Status: Hearing scheduled 3/26 at 2:15 p.m. (Education, Energy, & the Environment committee)
Introduced: Jan. 25, 2025 (Sen. Kagan)

Main purpose

SB 615 requires that petition signature pages and ballot question materials be written in plain, clear language and adds procedures for early public review and earlier certification deadlines. The bill aims to make initiative and referendum materials and the ballot wording easier for voters to understand, and to create a transparent process for preparing and publishing that material.

Key provisions

  • Petition signature pages (non‑municipal petitions placing a question on the ballot) must include:
    • A brief title describing the topic, goal, or outcome;
    • Either the full text of the proposal or a fair, accurate summary of its substantive provisions written in plain, clear language (no legal jargon, no double negatives or passive voice); and
    • A brief statement explaining the practical outcome of each voting choice.
  • Ballot language requirements for each question:
    • A brief bolded title describing topic/goal/outcome;
    • A condensed statement describing the policy change to be adopted, written in plain, clear language (no legal mechanism explanation, no legal jargon, double negatives, or passive voice); and
    • A brief statement explaining the practical outcome of each voting choice.
  • State Board of Elections (SBE) duties and process changes:
    • When preparing plain‑language guidance, SBE must consider federal Plain Writing Act guidelines and prohibit passive voice, legal jargon, and double negatives in applicable summaries.
    • The deadline by which responsible entities must prepare and certify ballot question information is moved to July 1 immediately preceding a general election (for statewide and certain local questions). The existing fallback deadline (first Friday in August by a clerk) remains for untimely certifications.
    • SBE must make submitted ballot question information available for a 15‑day public comment period.
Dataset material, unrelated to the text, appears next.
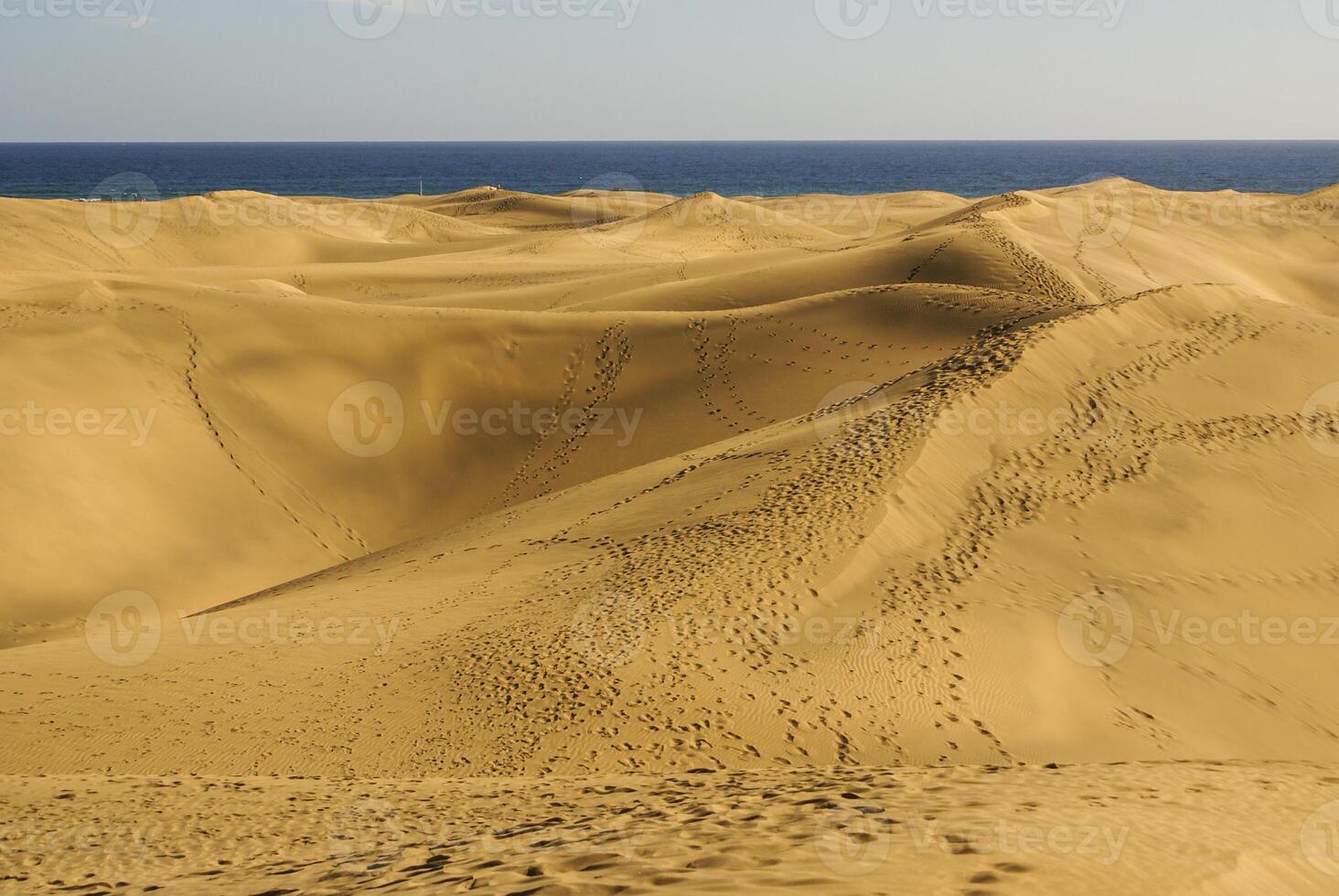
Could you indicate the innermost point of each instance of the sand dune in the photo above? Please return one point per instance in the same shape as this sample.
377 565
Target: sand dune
754 532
Within 4 days after that period ends, the drafter must review comments, make any needed changes, and submit the certified plain text to SBE for publication.
    • For certain questions (e.g., constitutional amendments, General Assembly enactments referred to voters), SBE and local boards must post the complete text and a link to the applicable legislation at least 90 days before the general election.
  • Clarification that SBE certification of ballot layout does not constitute certification of statutorily required plain‑language wording.
  • No new criminal penalties or major fiscal obligations; SBE reports it can implement the bill with existing resources.

Who is affected

  • Petition sponsors and circulators (must provide plain‑language summaries or full text on signature pages).
  • County, municipal, and state attorneys and clerks who prepare ballot language.
  • State Board of Elections and local election boards (new posting/comment duties; earlier preparation deadlines).
  • Voters (intended benefit: clearer explanations of ballot questions).

Timeline & procedural points

  • Ballot question materials must be prepared/certified by July 1 immediately before the general election (moved earlier from current law’s timeline).
  • 15‑day public comment period on submitted ballot question text; drafter must act within 4 days after the comment period ends.
  • For specified question types, public posting must start at least 90 days before the election.

Fiscal & policy implications

  • Fiscal note: SBE can absorb implementation with current resources; no material state/local fiscal impact anticipated.
  • Policy tradeoffs: promotes voter comprehension and transparency; may raise practical questions about who drafts and disputes "plain‑language" summaries and how contested wording will be resolved.

Notes: The bill text contains detailed drafting and formatting rules. Stakeholders likely to monitor implementation guidance from SBE (which must follow plain‑language rules and issue instructions).

Compiled from official sources — confirm details with the bill’s official record.